Il y a, dans une poésie à la française,
pour des raisons qui ne sont pas étrangères au mythe du génie
de la langue française, l’institutionnalisation d’un culte rendu
à la poésie qui produit une absence programmée du
poème.
Des modes, il y en a toujours eu. Mais cette mode
exerce une pression, la pression de plusieurs académismes cumulés.
Pression atmosphérique : l'air du temps.
Contre cet étouffement du poème par
la poésie, il y a une nécessité de manifester, de
manifester le poème, une nécessité que ressentent
périodiquement certains, pour faire sortir une parole étouffée
par la puissance des conformismes littéraires qui ne font qu’esthétiser
des schémas de pensée qui sont des schémas de société.
Une idolâtrie de la poésie produit
des fétiches sans voix qui se donnent et sont pris comme de la poésie.
Contre toutes les poétisations, je dis qu’il
y a un poème seulement si une forme de vie transforme une forme
de langage et si réciproquement une forme de langage transforme
une forme de vie.
Je dis que c’est par là seulement que la
poésie, comme activité des poèmes, peut vivre dans
la société, faire à des gens ce que seul un poème
peut faire et qui, sans cela, ne sauront même pas qu’ils se désubjectivent,
qu’ils se déshistoricisent pour n’être plus eux-mêmes
que des produits du marché des idées, du marché des
sentiments, et des comportements.
Au lieu que l’activité de tout ce qui est
poème contribue, comme elle seule peut le faire, à les constituer
comme sujets. Pas de sujet sans sujet du poème.
Car si le sujet du poème manque aux autres
sujets dont chacun de nous est la résultante, il y a à la
fois un manque spécifique, et l’inconscience de ce manque, et ce
manque atteint tous les autres sujets. Les treize à la douzaine
des sujets que nous sommes. Et ce n’est pas le sujet freudien qui va vous
sauver. Ou qui va sauver le poème.
Seul le poème peut unir, tenir l’affect et
le concept en une seule bouchée de parole qui agit, qui transforme
les manières de voir, d’entendre, de sentir, de comprendre, de dire,
de lire. De traduire. D'écrire.
En quoi le poème est radicalement différent
du récit, de la description. Qui nomment. Qui restent dans le signe.

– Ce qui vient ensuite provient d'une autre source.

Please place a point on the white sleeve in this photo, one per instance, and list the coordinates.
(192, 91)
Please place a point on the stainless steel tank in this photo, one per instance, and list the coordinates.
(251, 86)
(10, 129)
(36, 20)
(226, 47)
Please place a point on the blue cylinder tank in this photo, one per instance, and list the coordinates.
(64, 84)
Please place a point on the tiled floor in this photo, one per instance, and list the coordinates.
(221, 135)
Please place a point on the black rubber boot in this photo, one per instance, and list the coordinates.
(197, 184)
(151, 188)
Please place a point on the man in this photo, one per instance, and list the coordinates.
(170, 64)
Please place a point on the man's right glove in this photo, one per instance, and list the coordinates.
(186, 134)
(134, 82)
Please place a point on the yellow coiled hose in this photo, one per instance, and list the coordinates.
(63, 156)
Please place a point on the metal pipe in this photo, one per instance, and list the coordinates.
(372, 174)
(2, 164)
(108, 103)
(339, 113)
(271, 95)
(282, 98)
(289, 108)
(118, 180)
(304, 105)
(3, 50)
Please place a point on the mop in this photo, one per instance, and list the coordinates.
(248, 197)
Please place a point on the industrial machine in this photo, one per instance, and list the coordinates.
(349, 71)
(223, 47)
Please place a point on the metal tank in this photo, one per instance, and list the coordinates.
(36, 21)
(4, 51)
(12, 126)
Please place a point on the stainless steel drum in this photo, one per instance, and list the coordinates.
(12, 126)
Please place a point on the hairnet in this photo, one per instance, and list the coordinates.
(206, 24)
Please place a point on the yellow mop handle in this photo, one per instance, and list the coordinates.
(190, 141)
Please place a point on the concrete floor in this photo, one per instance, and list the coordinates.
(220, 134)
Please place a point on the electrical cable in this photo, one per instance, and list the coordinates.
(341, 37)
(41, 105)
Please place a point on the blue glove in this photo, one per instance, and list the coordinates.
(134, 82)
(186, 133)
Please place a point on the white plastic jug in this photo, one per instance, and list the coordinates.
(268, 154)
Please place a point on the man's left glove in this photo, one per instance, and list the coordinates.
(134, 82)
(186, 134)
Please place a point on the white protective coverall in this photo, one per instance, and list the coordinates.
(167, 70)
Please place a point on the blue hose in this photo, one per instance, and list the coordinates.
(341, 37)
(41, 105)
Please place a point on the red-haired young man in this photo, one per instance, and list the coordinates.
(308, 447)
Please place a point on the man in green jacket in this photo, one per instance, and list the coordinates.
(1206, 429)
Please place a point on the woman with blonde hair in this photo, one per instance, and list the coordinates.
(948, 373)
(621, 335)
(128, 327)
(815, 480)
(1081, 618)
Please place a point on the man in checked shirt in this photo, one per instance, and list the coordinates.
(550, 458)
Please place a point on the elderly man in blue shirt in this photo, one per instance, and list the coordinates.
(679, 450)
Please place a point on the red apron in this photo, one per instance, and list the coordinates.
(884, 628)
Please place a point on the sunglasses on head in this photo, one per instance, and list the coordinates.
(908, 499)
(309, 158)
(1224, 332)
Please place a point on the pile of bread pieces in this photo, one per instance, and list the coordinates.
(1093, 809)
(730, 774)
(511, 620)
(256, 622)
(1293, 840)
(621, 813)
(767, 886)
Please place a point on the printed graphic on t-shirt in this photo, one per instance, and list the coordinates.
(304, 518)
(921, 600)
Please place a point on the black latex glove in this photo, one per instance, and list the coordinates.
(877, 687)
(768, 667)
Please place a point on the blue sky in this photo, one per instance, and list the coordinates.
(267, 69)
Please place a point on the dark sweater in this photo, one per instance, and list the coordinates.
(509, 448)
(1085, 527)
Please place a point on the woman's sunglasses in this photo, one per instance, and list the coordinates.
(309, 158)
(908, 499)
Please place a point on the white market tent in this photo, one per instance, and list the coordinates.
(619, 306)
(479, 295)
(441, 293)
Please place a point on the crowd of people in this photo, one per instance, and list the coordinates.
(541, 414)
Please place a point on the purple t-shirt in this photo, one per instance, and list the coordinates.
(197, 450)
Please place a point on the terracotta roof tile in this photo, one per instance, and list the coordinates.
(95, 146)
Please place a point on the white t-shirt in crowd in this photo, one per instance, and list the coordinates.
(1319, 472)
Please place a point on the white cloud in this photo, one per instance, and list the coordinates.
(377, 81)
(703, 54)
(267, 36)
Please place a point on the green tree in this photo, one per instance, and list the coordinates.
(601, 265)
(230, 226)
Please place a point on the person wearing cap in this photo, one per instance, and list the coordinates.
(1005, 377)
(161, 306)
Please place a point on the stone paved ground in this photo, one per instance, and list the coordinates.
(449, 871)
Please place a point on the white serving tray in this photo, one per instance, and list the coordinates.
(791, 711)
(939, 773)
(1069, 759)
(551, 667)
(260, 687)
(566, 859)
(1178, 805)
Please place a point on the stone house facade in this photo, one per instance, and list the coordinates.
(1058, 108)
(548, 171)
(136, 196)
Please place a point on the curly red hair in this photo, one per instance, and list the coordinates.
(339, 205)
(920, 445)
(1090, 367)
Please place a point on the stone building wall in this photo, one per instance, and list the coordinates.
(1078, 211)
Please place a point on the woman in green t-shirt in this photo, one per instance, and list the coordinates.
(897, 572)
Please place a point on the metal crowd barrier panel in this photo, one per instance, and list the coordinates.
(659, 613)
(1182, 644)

Et le poème n’est pas du signe.
Le poème est ce qui nous apprend à
ne plus nous servir du langage. Il est seul à nous apprendre que,
contrairement aux apparences et aux coutumes de pensée, nous ne
nous servons pas du langage.
Ce qui ne signifie pas, selon une réversibilité
mécanique, que le langage se sert de nous. Ce qui, curieusement,
aurait davantage de pertinence, à condition de délimiter
cette pertinence, de la limiter à des manipulations types, comme
y procèdent couramment la publicité, la propagande, le tout-communication,
la non-information, et toutes les formes de la censure. Mais alors ce n’est
pas le langage qui se sert de nous. C’est les manipulateurs, qui agitent
les marionnettes que nous sommes entre leurs mains, c'est eux qui se servent
de nous.
Mais le poème fait de nous une forme-sujet
spécifique. Il nous pratique un sujet que nous ne serions pas sans
lui. Cela, par le langage. C’est en ce sens qu’il nous apprend que nous
ne nous servons pas du langage. Mais nous devenons langage. On ne peut
plus se contenter de dire, sinon comme un préalable, mais si vague,
que nous sommes langage. Il est plus juste de dire que nous devenons langage.
Plus ou moins. Question de sens. De sens du langage.
Mais seul le poème qui est poème nous
l’apprend. Pas celui qui ressemble à la poésie. Toute faite.
D’avance. Le poème de la poésie. Lui, il ne rencontre que
notre culture. Variable, aussi. Et dans la mesure où il nous trompe,
en se faisant passer pour un poème, c’est un nuisible. Car il brouille
à la fois notre rapport à nous-mêmes comme sujet et
notre rapport à nous-mêmes en train de devenir langage. Et
les deux sont inséparables. Ce produit tend à faire et refaire
de nous un produit. Au lieu d’une activité.
C’est pourquoi l’activité critique est vitale.
Pas destructrice. Non, constructrice. Constructrice de sujets.
Un poème transforme. C’est pourquoi nommer,
décrire ne valent rien au poème. Et décrire est nommer.
C’est pourquoi l’adjectif est révélateur. Révélateur
de la confiance au langage, et la confiance au langage nomme, elle ne cesse
de nommer. Regardez les adjectifs.
C’est pourquoi célébrer, qui a tant
été pris pour la poésie, est l’ennemi du poème.
Parce que célébrer, c’est nommer. Désigner. Égrener
des substances selon le chapelet du sacré pris pour la poésie.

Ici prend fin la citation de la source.